For many optimization problems only exponential algorithms are known, which means that these problems can only be solved through approximations. It gets worse: many problems cannot be solved by algorithms at all. For example, the question of whether an algorithm terminates cannot be answered by an algorithm.

Algorithms are ubiquitous, and it is impossible to avoid them. Once developed, an algorithm is an intellectual contribution that can continually provide benefit, but only if it is correct and efficient.

A basic understanding of algorithms empowers us to better judge their risks and opportunities.

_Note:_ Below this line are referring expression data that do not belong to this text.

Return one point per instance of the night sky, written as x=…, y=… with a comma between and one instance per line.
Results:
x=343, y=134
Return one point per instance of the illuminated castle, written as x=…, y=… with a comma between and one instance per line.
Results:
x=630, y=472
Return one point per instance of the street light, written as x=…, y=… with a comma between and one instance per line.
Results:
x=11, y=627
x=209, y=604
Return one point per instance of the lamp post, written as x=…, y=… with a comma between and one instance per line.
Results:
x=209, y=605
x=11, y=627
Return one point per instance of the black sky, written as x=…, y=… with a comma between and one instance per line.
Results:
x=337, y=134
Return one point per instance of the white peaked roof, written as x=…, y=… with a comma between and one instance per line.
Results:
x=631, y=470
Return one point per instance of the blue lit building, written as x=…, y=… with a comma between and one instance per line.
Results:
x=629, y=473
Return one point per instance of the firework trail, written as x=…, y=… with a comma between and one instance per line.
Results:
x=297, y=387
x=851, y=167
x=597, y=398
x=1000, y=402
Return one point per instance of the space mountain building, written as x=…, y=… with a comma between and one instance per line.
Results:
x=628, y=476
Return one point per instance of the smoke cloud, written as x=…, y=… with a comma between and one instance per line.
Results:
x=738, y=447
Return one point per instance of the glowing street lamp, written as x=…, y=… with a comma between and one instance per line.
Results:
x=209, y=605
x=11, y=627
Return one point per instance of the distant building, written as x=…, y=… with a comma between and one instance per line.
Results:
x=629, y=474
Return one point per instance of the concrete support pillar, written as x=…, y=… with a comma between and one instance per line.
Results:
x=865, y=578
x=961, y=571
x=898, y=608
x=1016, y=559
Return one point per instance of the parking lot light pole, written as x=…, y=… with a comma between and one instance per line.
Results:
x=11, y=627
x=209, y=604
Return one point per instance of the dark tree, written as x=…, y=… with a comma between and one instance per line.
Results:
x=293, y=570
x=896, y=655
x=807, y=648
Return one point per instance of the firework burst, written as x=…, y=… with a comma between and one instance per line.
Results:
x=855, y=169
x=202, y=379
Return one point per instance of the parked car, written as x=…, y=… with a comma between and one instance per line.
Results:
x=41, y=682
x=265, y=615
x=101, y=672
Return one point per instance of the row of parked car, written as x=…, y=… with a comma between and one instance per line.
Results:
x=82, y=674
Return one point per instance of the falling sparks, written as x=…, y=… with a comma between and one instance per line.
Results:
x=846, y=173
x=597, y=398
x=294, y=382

For example, concerns about the loss of privacy in the face of Google and Facebook should not be attributed to an algorithm but rather raise questions about what data users disclose and what data those companies accumulate.

On the other hand, algorithms are increasingly employed in making decisions that have a huge impact on people’s lives, such as approving loans or determining the length of prison sentences.

Recently, Ben Shneiderman, of the University of Maryland, has argued for the creation of a National Algorithm Safety Board to hold algorithms accountable and provide transparency to the public.

To understand reports and recommendations issued by such an agency one needs to have a basic understanding of algorithms. Knowledge of algorithms, their features as well as limitation, is necessary to appreciate their impact on the world.